Reputation: 202
We have over 80,000 titles in our database. I am tasked with handling/upgrading the related Excel sheets that we use to review and gather information from the database. This involves LOTS of string comparisons. Consider the following title:
A Cook's Tour: San Sebastian: A Food Lover’s Town
The current sheet I am working on was unable to match that to the database to pull it's corresponding serial number. Why? They had in the sheet the following:
A Cook's Tour: San Sebastian: A Food Lover's Town
So in the sheet they had what I recognize as the same symbol I can type on my keyboard, the '
, for both uses of the apostrophe but the other one is different and I can currently only copy it: ’
Where does that second one come from and what is the difference between them? Will one cause specific problems in certain areas over the other, or are they both basically identical?
Basically I am just trying to get a handle on what, if any, issues I need to be aware of when doing any sort of standard stuff in Excel regarding these differing symbols.
Note: I cannot change the names already in the database. I cannot remove the ’
. The names are, unfortunately, the value used in many workers' sheets to keep track of the title.
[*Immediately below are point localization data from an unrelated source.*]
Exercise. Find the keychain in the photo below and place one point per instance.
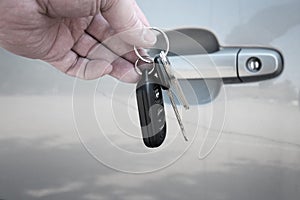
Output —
(157, 75)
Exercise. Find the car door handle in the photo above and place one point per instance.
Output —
(233, 65)
(196, 54)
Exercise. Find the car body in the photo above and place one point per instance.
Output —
(63, 138)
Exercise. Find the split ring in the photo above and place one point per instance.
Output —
(138, 70)
(151, 60)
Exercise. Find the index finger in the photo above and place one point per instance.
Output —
(123, 17)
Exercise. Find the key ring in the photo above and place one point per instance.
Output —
(138, 70)
(151, 60)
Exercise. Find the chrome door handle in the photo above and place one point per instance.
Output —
(196, 54)
(233, 65)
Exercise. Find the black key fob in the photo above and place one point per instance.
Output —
(151, 109)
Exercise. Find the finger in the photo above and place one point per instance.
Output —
(122, 68)
(122, 17)
(140, 14)
(74, 65)
(102, 31)
(69, 8)
(84, 45)
(124, 71)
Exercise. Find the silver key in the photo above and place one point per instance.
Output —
(173, 103)
(173, 80)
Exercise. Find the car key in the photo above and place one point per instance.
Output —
(151, 109)
(173, 80)
(165, 80)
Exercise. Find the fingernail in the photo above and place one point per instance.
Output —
(149, 37)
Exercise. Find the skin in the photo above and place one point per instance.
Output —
(83, 38)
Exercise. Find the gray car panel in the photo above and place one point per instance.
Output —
(45, 155)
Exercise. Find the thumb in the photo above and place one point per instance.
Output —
(123, 18)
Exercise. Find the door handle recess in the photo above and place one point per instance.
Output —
(233, 65)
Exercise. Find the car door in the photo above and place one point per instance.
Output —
(63, 138)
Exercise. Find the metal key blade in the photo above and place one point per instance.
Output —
(174, 80)
(170, 94)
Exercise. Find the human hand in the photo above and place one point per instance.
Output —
(73, 35)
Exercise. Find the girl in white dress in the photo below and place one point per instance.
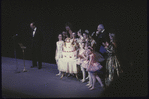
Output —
(69, 59)
(93, 68)
(58, 53)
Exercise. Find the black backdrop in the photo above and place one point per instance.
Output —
(126, 18)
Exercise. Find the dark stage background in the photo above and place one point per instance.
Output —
(128, 19)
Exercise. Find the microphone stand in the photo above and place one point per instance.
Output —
(16, 71)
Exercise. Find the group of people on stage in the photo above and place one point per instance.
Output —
(90, 53)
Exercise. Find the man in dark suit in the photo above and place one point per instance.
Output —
(99, 37)
(37, 39)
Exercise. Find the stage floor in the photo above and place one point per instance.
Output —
(41, 83)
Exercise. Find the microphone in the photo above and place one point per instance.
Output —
(15, 35)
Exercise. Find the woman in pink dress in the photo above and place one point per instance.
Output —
(58, 53)
(93, 68)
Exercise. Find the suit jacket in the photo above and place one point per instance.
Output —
(37, 39)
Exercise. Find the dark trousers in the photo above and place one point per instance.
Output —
(36, 56)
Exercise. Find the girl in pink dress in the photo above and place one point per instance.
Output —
(82, 58)
(93, 68)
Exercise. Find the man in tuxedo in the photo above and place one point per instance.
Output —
(101, 36)
(37, 39)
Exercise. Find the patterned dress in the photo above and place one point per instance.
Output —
(112, 64)
(93, 64)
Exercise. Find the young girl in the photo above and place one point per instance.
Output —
(93, 68)
(112, 62)
(68, 62)
(58, 54)
(82, 59)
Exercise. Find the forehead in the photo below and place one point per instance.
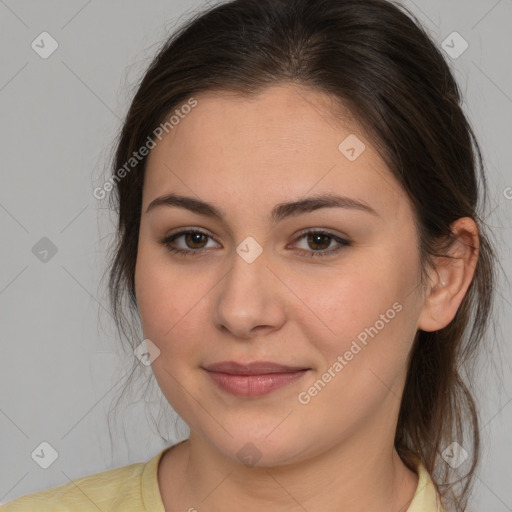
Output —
(281, 144)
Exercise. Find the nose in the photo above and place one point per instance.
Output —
(250, 300)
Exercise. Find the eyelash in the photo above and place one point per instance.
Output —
(313, 254)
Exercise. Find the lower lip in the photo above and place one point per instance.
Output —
(254, 385)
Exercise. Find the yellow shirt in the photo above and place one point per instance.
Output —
(134, 488)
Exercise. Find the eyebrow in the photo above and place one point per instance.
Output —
(279, 212)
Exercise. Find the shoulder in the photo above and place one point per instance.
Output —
(117, 489)
(426, 498)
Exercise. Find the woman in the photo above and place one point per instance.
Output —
(298, 198)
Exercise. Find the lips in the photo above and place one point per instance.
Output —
(253, 379)
(256, 368)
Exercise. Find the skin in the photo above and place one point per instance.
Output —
(245, 156)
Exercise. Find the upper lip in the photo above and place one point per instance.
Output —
(253, 368)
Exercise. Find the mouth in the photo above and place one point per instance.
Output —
(253, 379)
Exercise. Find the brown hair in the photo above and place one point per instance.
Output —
(375, 58)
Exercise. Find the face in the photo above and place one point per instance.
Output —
(325, 287)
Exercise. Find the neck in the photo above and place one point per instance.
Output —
(351, 478)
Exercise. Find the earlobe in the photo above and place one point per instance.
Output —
(451, 277)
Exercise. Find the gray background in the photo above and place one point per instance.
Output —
(60, 366)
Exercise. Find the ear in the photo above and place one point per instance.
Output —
(451, 276)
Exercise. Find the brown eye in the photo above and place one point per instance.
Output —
(319, 241)
(187, 242)
(195, 240)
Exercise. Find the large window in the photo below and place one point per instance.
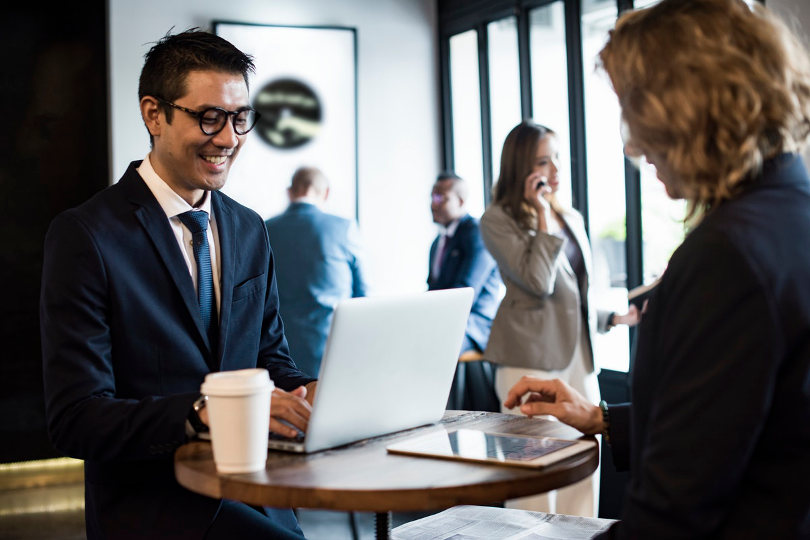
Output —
(606, 185)
(504, 84)
(549, 82)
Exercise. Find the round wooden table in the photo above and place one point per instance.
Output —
(364, 477)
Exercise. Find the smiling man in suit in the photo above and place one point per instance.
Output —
(458, 258)
(150, 285)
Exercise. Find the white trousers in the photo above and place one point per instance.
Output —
(581, 498)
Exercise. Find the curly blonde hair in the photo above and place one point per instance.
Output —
(711, 88)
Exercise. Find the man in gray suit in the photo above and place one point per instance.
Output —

Changing the names in the DB would break an unknown amount of links across and unknown amount of workers' sheets, across our entire company worldwide. (As in I've never met most of the people that my work affects kind of "far reaching" implications if you change just a simple thing in the DB.)
I must simply work with the existing data which is basically spoon fed directly from the source(s) of the material, which is why strange titles like the first example are entered into the DB. Once time for billing comes around and we have to go back to the sources we need exactly THEIR name for the title otherwise they come back to us with "it's not matching our records!" IMO it should be a secondary field to be pulled no different than any other meta and we should have a standard ourselves (AND no one should be using anything but the serial number to keep track of their titles because that cannot change no matter how many times the title is edited, but good luck convincing everyone else! [I've TRIED])...but I'm not the boss.
Upvotes: 2
Views: 1325
Reputation: 4669
Moved to an answer:
It's because the apostrophe character at the front of a cell forces Excel to change the formatting to a character, even though it would normally be a number or cell reference. So if you have a list of codes that say things like "=b5", that would resolve to the value of B5. But if you do it like this: '=b5 The text "=b5" will show. It's a good trick to know. But not very helpful in your case.
The "smart" character is not defined in Excel that way, and therefore won't change how the cell resolves.
Where does it come from? The character itself comes from MS Office. Usually Word or PowerPoint. They try to be fancy. So when you type something in quotes, it auto-swaps the character to the "smart" one - opposite facing on either side. It's supposed to be helpful.
If you're having trouble with people sending stuff to you like this, do a global search and replace on that character.